Recently, Google released [Gemma](https://huggingface.co/blog/gemma), a new family of state-of-the-art open LLMs. Gemma comes in two sizes: 7B parameters, for efficient deployment and development on consumer-size GPU and TPU and 2B versions for CPU and on-device applications. Both come in base and instruction-tuned variants.

This blog post is derived Phil Schmid's excellent [How to Fine-Tune LLMs in 2024 with Hugging Face](https://www.philschmid.de/fine-tune-llms-in-2024-with-trl) blog. We will use Hugging Face [TRL](https://huggingface.co/docs/trl/index), [Transformers](https://huggingface.co/docs/transformers/index) & [datasets](https://huggingface.co/docs/datasets/index), along with synthetic training data generated by [Gretel Navigator](https://gretel.ai/navigator).

1. Setup development environment
2. Create and prepare the synthetic dataset that we generated earlier
3. Fine-tune LLM using `trl` and the `SFTTrainer`
4. Test and evaluate the LLM - Visualize results, identify gaps, iterate on synthetic training data if necessary

Note: This blog was created to run on an NVIDIA A100 40GB GPU, but can also run on recent consumer grade GPUs running Ampere architecture or later (A10G, RTX3090/4090) with 24GB or more memory.

## 1. Setup development environment

Our first step is to install Hugging Face Libraries and Pytorch, including trl, transformers and datasets. If you haven't heard of trl yet, don't worry. It is a new library on top of transformers and datasets, which makes it easier to fine-tune, rlhf, align open LLMs

If you are using a GPU with Ampere architecture (e.g. NVIDIA A10G or RTX 4090/3090) or newer you can use Flash attention.
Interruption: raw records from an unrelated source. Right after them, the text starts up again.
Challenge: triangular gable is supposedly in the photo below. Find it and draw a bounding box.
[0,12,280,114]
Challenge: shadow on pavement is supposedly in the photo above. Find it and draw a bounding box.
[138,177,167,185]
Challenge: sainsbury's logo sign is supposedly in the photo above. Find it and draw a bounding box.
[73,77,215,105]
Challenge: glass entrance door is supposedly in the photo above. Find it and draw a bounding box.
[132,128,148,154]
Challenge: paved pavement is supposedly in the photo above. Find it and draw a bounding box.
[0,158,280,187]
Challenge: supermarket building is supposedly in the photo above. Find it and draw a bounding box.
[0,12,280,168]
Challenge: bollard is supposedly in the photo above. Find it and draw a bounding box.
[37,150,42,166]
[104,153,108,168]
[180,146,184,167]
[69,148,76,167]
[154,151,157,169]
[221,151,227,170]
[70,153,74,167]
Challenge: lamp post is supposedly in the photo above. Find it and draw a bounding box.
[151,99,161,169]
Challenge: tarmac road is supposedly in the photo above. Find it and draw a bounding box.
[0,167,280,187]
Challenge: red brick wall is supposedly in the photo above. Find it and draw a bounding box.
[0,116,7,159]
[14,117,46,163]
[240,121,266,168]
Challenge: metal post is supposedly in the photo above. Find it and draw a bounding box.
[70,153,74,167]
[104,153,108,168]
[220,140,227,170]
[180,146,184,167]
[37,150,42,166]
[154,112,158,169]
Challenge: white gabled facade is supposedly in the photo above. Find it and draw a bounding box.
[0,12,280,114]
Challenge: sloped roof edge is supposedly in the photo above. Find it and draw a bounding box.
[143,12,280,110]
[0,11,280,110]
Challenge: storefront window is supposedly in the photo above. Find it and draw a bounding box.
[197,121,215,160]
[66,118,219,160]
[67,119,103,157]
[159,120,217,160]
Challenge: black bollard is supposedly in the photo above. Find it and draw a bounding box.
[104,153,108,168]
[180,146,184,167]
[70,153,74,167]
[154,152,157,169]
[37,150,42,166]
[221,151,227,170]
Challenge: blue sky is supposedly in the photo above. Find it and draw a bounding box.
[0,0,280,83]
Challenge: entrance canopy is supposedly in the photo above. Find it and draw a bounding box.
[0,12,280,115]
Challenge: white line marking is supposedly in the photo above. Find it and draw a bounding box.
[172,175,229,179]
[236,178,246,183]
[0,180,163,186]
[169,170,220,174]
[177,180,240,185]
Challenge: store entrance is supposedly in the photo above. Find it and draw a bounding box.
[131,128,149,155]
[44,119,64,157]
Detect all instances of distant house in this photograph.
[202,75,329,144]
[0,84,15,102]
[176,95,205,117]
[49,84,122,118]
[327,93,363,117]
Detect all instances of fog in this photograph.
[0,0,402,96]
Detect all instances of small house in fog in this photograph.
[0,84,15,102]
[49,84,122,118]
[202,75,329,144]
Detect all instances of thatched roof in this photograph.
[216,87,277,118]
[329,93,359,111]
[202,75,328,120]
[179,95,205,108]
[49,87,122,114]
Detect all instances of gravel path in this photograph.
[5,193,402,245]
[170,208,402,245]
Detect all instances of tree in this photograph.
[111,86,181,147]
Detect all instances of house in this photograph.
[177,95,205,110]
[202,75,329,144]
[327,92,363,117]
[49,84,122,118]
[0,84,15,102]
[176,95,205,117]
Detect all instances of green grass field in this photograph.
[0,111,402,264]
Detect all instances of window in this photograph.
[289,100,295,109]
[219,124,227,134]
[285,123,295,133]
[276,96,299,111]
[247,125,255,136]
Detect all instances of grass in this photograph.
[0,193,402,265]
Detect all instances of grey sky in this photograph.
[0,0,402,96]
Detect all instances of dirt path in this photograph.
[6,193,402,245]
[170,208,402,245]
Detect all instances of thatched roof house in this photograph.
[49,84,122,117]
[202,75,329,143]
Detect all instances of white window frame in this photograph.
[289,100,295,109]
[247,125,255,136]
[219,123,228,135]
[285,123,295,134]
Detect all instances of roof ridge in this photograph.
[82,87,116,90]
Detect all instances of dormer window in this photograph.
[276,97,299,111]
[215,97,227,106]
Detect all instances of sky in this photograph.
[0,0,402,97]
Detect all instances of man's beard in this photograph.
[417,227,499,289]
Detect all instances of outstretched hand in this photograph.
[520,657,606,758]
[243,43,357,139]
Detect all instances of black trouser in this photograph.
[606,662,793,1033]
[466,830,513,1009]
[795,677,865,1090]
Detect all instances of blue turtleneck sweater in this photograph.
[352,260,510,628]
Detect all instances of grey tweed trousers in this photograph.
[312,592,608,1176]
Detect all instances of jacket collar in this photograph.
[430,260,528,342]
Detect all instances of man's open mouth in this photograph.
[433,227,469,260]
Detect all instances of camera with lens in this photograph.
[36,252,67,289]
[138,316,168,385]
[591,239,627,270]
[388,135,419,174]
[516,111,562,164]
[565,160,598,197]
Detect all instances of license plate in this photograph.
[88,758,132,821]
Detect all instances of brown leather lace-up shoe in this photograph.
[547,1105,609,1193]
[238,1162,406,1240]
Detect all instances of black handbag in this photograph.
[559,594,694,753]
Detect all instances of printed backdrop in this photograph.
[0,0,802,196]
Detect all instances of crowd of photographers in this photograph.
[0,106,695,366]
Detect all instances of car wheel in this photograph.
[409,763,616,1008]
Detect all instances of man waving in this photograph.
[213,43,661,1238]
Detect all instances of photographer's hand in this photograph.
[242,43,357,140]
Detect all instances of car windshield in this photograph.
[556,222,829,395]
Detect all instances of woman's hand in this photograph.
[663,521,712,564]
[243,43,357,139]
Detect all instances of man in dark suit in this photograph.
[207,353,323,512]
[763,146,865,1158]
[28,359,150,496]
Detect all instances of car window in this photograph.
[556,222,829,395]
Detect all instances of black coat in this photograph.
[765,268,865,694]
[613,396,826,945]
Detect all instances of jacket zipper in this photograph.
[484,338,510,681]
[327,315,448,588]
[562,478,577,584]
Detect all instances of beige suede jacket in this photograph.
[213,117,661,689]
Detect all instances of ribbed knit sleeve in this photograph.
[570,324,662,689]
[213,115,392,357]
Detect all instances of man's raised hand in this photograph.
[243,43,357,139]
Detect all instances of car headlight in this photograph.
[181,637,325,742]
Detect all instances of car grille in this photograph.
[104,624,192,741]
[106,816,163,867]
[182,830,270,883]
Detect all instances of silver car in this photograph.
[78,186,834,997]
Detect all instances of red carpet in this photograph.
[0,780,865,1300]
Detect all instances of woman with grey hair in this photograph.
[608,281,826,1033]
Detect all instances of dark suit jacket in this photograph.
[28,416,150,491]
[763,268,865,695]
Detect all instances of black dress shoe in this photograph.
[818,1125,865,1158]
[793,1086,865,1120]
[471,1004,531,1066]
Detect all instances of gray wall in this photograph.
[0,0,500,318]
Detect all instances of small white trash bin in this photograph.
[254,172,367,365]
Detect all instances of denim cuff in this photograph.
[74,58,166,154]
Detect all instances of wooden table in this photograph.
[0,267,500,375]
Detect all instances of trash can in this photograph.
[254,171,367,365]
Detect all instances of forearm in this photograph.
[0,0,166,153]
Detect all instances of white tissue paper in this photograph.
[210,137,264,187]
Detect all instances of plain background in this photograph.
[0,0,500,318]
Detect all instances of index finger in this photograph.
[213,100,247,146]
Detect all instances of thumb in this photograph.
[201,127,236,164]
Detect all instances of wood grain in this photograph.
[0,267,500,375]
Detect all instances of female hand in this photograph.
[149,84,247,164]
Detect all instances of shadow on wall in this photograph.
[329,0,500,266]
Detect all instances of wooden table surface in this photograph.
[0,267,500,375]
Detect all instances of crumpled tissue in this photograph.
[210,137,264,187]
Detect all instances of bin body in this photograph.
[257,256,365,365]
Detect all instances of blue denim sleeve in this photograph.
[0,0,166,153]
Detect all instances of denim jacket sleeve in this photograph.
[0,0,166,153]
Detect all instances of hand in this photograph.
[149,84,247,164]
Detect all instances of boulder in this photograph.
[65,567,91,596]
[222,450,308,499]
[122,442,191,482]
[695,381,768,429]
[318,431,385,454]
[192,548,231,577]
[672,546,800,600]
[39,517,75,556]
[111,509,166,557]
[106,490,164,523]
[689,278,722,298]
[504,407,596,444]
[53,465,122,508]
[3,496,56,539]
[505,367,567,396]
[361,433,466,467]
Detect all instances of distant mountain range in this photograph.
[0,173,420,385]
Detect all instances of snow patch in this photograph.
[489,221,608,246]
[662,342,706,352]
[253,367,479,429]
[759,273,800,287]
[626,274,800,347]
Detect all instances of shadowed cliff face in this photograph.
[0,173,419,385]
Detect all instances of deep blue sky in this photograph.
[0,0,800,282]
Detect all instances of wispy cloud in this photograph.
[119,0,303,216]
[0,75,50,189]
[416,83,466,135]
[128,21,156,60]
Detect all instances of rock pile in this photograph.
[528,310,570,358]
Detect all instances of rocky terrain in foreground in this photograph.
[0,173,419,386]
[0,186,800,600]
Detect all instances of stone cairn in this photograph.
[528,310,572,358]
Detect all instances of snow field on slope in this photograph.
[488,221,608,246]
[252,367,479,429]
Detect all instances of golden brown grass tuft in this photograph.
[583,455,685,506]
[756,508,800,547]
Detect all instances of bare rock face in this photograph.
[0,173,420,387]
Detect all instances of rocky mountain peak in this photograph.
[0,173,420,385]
Flash Attention is a an method that reorders the attention computation and leverages classical techniques (tiling, recomputation) to significantly speed it up and reduce memory usage from quadratic to linear in sequence length. The TL;DR; accelerates training up to 3x. Learn more at [FlashAttention](https://github.com/Dao-AILab/flash-attention/tree/main).

In [None]:
# Install Pytorch & other libraries
!pip install -Uqqr requirements.txt

In [None]:
import torch; assert torch.cuda.get_device_capability()[0] >= 8, 'Hardware not supported for Flash Attention'

We will also need to login into our [Hugging Face](https://huggingface.co) account to be able to access Gemma. To use Gemma you first need to agree to the terms of use. You can do this by visiting the [Gemma page](https://huggingface.co/google/gemma-7b) following the gate mechanism.

In [None]:
from huggingface_hub import login

hf_token = input("Please enter your Hugging Face token: ")

login(token=hf_token, add_to_git_credential=False)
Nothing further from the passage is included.